More Handlers

In the last chapter, I showed you the ContentHandler and ErrorHandler interfaces and briefly mentioned the EntityResolver and DTDHandler interfaces as well. Now that you’ve got a good understanding of SAX basics, you’re ready to look at these two other handlers.[5] You’ll find that you use EntityResolver every now and then (more if you’re writing applications to be resold), and that the DTDHandler is something rarely ever pulled out of your bag of tricks.

Using an EntityResolver

The first of these new handlers is org.xml.sax.EntityResolver. This interface does exactly what it says: resolves entities (or at least declares a method that resolves entities, but you get the idea). The interface defines only a single method, and it looks like this:

public InputSource resolveEntity(String publicID, String systemID)
    throws SAXException, IOException;

You can create an implementation of this interface, and register it with your XMLReader instance (through setEntityResolver( ), not surprisingly). Once that’s done, every time the reader comes across an entity reference, it passes the public ID and system ID for that entity to the resolveEntity( ) method of your implementation. Now you can change the normal process of entity resolution.

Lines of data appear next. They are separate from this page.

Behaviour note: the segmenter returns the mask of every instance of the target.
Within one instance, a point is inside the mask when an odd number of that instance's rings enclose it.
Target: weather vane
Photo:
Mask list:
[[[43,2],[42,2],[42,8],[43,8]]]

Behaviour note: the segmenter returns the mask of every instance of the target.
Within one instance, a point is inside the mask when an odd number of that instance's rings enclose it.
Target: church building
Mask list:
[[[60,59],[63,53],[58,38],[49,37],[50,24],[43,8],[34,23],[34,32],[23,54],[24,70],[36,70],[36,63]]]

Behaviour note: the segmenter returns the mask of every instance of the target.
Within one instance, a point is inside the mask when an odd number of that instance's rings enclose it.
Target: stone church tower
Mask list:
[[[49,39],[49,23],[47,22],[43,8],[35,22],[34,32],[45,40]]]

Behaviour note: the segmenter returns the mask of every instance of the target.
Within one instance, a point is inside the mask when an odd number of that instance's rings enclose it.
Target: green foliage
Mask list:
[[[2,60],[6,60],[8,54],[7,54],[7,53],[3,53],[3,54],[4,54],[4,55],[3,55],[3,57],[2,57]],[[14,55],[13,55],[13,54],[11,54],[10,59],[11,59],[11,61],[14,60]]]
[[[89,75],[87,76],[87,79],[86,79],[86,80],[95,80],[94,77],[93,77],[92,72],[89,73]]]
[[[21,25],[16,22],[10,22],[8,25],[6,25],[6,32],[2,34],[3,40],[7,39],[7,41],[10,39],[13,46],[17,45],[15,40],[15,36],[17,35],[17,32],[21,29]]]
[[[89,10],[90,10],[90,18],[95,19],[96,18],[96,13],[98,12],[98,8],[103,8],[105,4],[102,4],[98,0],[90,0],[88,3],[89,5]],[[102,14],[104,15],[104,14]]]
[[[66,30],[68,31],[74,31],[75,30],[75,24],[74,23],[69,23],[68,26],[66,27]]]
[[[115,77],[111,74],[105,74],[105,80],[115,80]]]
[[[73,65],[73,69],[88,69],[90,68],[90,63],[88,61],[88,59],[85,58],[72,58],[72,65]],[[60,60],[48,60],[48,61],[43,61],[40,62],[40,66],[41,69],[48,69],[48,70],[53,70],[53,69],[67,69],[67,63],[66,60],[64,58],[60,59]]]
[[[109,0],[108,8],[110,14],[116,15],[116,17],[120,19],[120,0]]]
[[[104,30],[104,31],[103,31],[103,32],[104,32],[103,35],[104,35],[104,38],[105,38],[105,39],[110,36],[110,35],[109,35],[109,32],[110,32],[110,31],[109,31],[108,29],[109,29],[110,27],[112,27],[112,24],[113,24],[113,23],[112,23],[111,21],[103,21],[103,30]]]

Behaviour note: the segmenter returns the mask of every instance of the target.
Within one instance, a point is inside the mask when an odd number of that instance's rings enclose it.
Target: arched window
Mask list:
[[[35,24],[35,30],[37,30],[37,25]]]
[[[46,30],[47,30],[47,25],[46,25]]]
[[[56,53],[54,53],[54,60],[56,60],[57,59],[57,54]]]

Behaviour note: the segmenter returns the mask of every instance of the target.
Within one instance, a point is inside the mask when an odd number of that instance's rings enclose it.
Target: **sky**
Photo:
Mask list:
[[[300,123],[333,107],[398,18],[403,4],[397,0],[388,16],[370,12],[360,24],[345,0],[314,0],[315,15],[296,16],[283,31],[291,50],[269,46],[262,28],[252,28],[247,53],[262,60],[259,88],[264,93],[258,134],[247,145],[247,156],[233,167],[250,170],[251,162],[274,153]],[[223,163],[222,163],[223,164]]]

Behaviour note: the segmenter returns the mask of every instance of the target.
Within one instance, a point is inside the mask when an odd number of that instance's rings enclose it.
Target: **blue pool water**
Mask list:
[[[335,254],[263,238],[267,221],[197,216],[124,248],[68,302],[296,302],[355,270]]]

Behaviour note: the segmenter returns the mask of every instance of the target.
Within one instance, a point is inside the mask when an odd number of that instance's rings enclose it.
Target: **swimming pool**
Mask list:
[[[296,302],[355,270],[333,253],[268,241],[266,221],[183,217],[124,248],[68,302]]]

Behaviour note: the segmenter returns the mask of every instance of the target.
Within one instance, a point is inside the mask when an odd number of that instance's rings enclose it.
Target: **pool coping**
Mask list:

Typically, the XML reader resolves the entity through the specified public or system ID, whether it be a file, URL, or other resource. And if the return value from the resolveEntity( ) method is null, this process executes unchanged. As a result, you should always make sure that whatever code you add to your resolveEntity( ) implementation, it returns null in the default case. In other words, start with an implementation class that looks like Example 4-1.

Example 4-1. Simple implementation of EntityResolver

package javaxml2;

import java.io.IOException;

import org.xml.sax.EntityResolver;
import org.xml.sax.InputSource;
import org.xml.sax.SAXException;

public class SimpleEntityResolver implements EntityResolver {
    
    public InputSource resolveEntity(String publicID, String systemID)
        throws IOException, SAXException {
        
        // In the default case, return null
        return null;    
    }
}

You can compile this class with no problems, and register it with the reader implementation used in the SAXTreeViewer class within the buildTree( ) method:

        // Create instances needed for parsing
        XMLReader reader = 
            XMLReaderFactory.createXMLReader(vendorParserClass);
        ContentHandler jTreeContentHandler = 
            new JTreeContentHandler(treeModel, base, reader);
        ErrorHandler jTreeErrorHandler = new JTreeErrorHandler( );

        // Register content handler
        reader.setContentHandler(jTreeContentHandler);

        // Register error handler
        reader.setErrorHandler(jTreeErrorHandler);
            
        // Register entity resolver
        reader.setEntityResolver(new SimpleEntityResolver( ));

        // Other instructions and parsing...

Recompiling and rerunning the example class creates no change. Of course, that’s exactly what was predicted, so don’t be too surprised. By always returning a null value, the process of entity resolution proceeds normally. If you don’t believe that anything is happening, though, you can make this small change to echo what’s going on to the system output:

    public InputSource resolveEntity(String publicID, String systemID)
        throws IOException, SAXException {
            
        System.out.println("Found entity with public ID " + publicID +
            " and system ID " + systemID);
        
        // In the default case, return null
        return null;    
    }

Recompile this class and run the sample tree viewer. Once the Swing GUI comes up, move it out of the way and check out the shell or command prompt output; it should look similar to Example 4-2.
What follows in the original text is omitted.